The first features the Unabomber, Ted Kaczynski. It draws such
a backlash that the billboards featuring climate advocates Adolf Hitler and
Osama bin Laden (really) never get a full airing.
Heartland is further
tarnished by revelations that it solicited fossil fuel money to pursue its
climate denial agenda.
14)
January 2013: Torquemada-in-Chief
Lamar
Smith becomes Chair of House Science Committee, and eventually the
Torquemada-in-Chief of government climate scientists. Rep. Smith’s committee
room becomes an inquisition
chamber for government climate scientists and their agency bosses.
15)
July 2013: Denial turns to defamation
A
blogger for the Competitive Enterprise Institute likens Penn State climate
scientist Michael Mann to
Jerry Sandusky, the former Penn State football coach convicted of serial child
molestation. Mann continues to pursue defamation litigation.
16)
December 2013: Dirty energy or no energy
Master
distractionist Bjorn Lomborg helps launch pro-coal “energy poverty” meme.

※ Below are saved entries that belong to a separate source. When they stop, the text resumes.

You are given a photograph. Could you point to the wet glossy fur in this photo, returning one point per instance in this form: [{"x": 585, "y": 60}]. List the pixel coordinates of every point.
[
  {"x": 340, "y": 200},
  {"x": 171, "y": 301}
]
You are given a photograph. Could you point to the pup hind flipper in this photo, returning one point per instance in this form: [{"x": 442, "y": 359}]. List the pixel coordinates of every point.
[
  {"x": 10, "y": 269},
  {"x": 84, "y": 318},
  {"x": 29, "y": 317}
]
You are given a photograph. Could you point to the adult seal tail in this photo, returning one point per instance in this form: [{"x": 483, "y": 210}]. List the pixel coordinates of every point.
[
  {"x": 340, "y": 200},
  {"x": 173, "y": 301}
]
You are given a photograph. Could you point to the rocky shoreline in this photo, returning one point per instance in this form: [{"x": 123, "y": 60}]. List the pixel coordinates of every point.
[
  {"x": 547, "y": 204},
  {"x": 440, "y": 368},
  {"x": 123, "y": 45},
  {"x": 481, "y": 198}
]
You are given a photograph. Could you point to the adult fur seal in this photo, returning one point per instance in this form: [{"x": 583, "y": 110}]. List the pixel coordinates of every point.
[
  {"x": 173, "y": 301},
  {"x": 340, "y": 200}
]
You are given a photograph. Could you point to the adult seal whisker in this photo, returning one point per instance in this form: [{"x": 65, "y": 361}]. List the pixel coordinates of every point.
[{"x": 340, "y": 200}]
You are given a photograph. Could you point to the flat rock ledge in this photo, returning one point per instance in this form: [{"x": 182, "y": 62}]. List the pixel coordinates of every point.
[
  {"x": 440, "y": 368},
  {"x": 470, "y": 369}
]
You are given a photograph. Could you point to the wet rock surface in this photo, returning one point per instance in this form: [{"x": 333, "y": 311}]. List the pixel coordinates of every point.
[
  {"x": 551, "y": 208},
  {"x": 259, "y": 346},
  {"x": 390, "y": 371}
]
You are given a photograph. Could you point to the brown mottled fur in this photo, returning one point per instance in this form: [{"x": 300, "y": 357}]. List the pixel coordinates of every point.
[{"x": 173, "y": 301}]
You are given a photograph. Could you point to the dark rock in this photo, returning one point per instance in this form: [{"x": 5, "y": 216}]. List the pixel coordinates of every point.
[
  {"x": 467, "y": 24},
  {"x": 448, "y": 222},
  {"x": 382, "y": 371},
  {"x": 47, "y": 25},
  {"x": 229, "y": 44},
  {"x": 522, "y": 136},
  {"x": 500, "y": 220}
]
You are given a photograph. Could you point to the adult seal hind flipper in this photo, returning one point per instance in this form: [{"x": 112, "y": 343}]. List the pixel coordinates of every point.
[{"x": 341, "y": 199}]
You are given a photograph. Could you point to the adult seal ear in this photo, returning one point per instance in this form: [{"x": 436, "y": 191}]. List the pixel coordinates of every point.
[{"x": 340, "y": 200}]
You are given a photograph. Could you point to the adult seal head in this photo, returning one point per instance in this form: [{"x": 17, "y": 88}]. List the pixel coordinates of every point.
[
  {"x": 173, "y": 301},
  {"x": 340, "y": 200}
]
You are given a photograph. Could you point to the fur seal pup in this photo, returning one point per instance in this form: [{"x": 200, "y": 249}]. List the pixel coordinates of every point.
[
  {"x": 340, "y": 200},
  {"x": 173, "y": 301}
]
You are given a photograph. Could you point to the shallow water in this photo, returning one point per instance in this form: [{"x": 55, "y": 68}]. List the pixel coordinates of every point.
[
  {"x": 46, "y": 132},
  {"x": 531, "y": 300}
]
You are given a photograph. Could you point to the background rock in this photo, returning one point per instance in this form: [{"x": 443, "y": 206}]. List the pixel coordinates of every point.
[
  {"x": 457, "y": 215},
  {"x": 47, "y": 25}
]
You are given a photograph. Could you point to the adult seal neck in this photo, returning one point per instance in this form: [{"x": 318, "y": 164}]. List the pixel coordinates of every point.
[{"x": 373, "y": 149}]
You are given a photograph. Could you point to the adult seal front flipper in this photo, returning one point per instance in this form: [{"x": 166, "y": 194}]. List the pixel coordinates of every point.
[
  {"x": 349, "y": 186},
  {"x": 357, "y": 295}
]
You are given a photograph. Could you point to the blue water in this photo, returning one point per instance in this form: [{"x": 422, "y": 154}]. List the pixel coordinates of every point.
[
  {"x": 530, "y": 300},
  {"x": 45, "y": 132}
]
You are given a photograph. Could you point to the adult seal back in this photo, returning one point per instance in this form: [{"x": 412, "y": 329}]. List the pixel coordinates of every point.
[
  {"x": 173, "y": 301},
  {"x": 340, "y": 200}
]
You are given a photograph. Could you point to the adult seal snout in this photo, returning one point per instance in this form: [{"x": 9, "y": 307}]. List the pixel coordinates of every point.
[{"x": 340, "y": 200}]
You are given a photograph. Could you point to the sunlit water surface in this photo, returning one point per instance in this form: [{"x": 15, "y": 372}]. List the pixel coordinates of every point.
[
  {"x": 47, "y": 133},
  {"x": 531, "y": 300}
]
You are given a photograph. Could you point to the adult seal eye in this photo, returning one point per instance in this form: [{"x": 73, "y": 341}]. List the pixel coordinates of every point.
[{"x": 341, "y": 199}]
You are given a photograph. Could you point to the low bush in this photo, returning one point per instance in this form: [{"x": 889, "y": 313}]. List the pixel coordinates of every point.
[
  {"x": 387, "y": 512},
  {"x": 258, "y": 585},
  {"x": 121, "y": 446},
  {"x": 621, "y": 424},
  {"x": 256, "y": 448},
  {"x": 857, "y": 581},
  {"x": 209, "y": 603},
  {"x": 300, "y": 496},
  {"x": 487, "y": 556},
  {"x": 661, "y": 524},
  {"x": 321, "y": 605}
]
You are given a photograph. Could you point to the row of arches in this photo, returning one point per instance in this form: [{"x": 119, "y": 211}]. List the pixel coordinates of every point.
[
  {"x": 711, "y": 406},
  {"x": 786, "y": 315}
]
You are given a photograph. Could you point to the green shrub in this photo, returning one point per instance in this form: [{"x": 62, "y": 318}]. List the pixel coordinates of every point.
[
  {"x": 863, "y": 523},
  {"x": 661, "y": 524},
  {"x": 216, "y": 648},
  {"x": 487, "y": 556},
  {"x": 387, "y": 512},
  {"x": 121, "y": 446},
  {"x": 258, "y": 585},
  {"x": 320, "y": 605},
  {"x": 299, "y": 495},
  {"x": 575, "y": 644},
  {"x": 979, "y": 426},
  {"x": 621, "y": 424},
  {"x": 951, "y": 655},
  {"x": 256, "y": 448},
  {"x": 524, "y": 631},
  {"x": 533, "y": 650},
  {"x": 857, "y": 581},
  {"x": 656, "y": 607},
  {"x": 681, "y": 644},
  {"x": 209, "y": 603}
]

Coal giant Peabody Energy launches a full-fledged PR sales pitch under the
banner “Advanced Energy
for Life,” and others scramble to re-brand black coal as the
White Hat in a Green World.
17)
January 2014: Rush nails it. Again.
As
record cold grips much of the U.S., Rush Limbaugh and others accuse
meteorologists of inventing the term “polar vortex” in
an attempt to hide Mother Nature’s harsh rebuke of climate science. Cooler
heads like Al Roker point out that “polar vortex” has been discussed in
meteorology texts since at least the 1950’s.
18)
February 2014: Energy giant CEO gets all NIMBY
ExxonMobil
boss Rex Tillerson joins a lawsuit against
a fracking project near his home. He quits the case a few
months later after harsh accusations that he’s a NIMBYllionaire.
19)
April 2014: Meet the Bundys
Nevada
Rancher Cliven Bundy leads
an armed standoff against BLM agents. Bundy has refused to pay BLM grazing fees
since 1993. In 2016, his sons lead an armed takeover at a National Wildlife
Refuge in Oregon. They’ve vowed to do it again.
20)
April 2014: A disaster in Flint
The
struggling city of Flint switches its water source. Reports of discolored
water, foul smell and taste, and high bacteria and lead levels go ignored for
more than a year. The local, state and federal governments declare a state of
emergency nineteen months later.
21)
February 2015: An exposed Willie
Documents
obtained by Greenpeace and the Climate Investigations Center show climate
researcher Willie Soon took more than a million dollars in funding from fossil
fuel interests.
He promised
"deliverables" to his benefactors, and generated
studies that cast doubt on human-caused climate change.
22)
February 2015: Inhofe’s (cold) curveball
Senator
and alpha-male among deniers Jim Inhofe throws a snowball at the Senate
President’s podium, forever proving climate change is a hoax.
23)
April 2015: Pilgrimage gets no press
Climate
deniers stage a pilgrimage to Rome to “educate” Pope Francis on his “unholy alliance
with the UN’s climate agenda” and to suggest that Jesus would
have served the poor by burning more coal. They are not granted an audience.
Their press conference didn’t really get one, either.
24)
September 2015: Exxon ignores itself
Investigations
by InsideClimate News and The Los Angeles Times reveal that Exxon’s scientists had confirmed the dangers of climate
change decades ago, while the company took virtually no action to
curb it and continued to fund climate-denying scientists and groups.
25)
December 2015: Giants join forces
Chemical
giants Dow and DuPont announce a $130
billion merger. The deal, along with the proposed merger of two
other chemical giants, Bayer and Monsanto, is still pending.